A few little bits of things I wrote last week as I thought about loving our neighbors...


/Don’t be satisfied with being nice and polite. Nice and polite is certainly preferable to angry and contemptuous, but nice and polite is not enough. Be courageously engaged in loving your neighbor as yourself. (Oh, and begin with your neighbors in your home.)


/Jesus didn’t send his disciples out to start churches with children’s programs and worship teams and many other things by which churches today choose to define themselves (not that those things are wrong or unnecessary). Jesus sent his disciples out to begin a worldwide moral revolution where the entire population of this planet would come to experience the abundant goodness of life as God has always intended for human beings. He sent his disciples out to transform the world so that everyone would know the God of love and light and love the Creator God with all their heart, mind, soul, and strength, and love their neighbors as themselves.


/There is a great danger for us who live in this individualistic, consumer driven culture. The danger is that we start approaching the spiritual life as individualistic consumers: “What can this church do for me?” “Was this week’s sermon entertaining?” “Do I like the color of that church’s carpet?” “Wouldn’t I be more comfortable in a church with air conditioning?” It’s surprising to me that we don’t have some version of “Consumers Reports for Churches.” Maybe we already do.
But if you can get beyond that to a higher level of thinking, you see that you are not just here for you—you don’t just participate in community for what you get out of it or how it makes you feel. You begin to see it as a means of acting in responsibility for the people around you. You start asking questions like, “How can I be a blessing to that person?” “What can I do for the benefit of the person next to me in line at the grocery store?” “What will it mean for me to will the good of my neighbor?” Even, “How can I learn to appreciate a different music style for the benefit of someone else?”
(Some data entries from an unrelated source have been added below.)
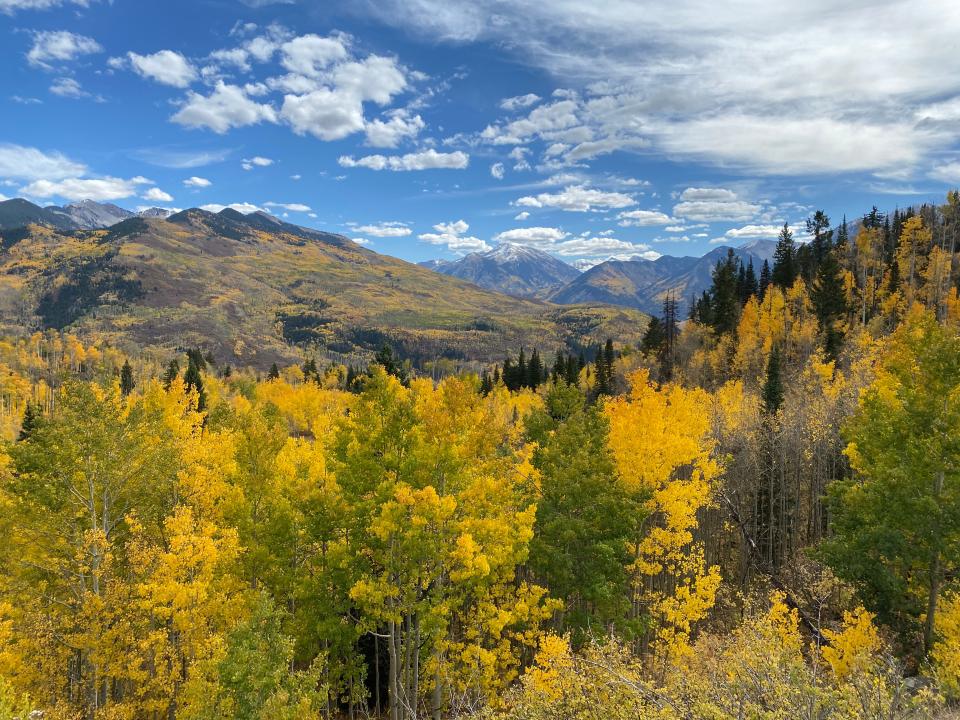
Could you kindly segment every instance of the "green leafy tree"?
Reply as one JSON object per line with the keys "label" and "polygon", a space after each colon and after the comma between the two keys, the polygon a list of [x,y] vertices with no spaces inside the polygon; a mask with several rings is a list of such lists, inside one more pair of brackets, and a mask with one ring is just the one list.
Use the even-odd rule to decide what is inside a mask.
{"label": "green leafy tree", "polygon": [[780,229],[777,238],[777,247],[773,251],[773,271],[770,281],[783,289],[793,286],[797,279],[796,246],[793,242],[793,231],[787,223]]}
{"label": "green leafy tree", "polygon": [[868,609],[929,652],[939,597],[960,571],[960,338],[932,313],[894,334],[844,427],[855,471],[830,487],[820,548]]}
{"label": "green leafy tree", "polygon": [[126,397],[133,392],[133,369],[130,367],[130,361],[124,360],[123,367],[120,369],[120,394]]}

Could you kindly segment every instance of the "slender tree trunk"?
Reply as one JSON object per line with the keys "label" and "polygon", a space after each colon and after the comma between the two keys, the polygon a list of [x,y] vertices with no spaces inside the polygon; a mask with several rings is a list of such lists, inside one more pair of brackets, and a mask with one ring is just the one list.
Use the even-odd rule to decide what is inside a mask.
{"label": "slender tree trunk", "polygon": [[397,623],[394,620],[390,621],[389,624],[390,632],[390,720],[400,720],[400,698],[399,688],[397,687],[397,677],[400,674],[400,669],[397,665]]}

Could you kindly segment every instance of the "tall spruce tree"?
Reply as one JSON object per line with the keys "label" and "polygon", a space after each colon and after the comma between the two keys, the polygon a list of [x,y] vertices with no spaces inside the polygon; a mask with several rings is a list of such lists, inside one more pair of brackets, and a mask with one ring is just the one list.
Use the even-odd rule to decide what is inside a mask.
{"label": "tall spruce tree", "polygon": [[793,231],[784,223],[773,252],[773,271],[770,274],[770,281],[784,290],[792,287],[797,279],[796,252]]}
{"label": "tall spruce tree", "polygon": [[206,363],[200,352],[187,353],[187,371],[183,374],[183,382],[188,390],[197,392],[197,410],[207,409],[207,393],[203,388],[203,376],[201,371]]}
{"label": "tall spruce tree", "polygon": [[130,367],[130,361],[124,360],[123,367],[120,368],[120,394],[126,397],[133,392],[133,368]]}
{"label": "tall spruce tree", "polygon": [[767,376],[763,382],[763,409],[774,415],[783,405],[783,378],[781,377],[780,348],[776,345],[767,358]]}
{"label": "tall spruce tree", "polygon": [[768,287],[770,287],[770,263],[764,258],[763,267],[760,268],[760,280],[757,282],[757,300],[763,300]]}

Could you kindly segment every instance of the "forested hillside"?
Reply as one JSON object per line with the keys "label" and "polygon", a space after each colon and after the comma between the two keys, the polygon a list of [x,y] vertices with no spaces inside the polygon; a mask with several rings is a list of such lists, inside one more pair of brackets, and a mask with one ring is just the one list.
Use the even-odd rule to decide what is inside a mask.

/What is preventing people from demonstrating love to others?

1. Busyness. Frankly, many of us are too busy to care. One of the great deceptions in our culture is that busyness equals significance. The truth is that busyness keeps us from being available to others.
2. Debt. Many people are so far in debt that they have absolutely no ability to provide for those who are in need.
3. Consumerism. If you are more concerned with measuring up with what your friends and neighbors have that’s bigger, newer, and faster, you will miss out on the blessings of contentment. I think more people should be concerned with 'measuring down' and identifying with their neighbors at the short end of the stick.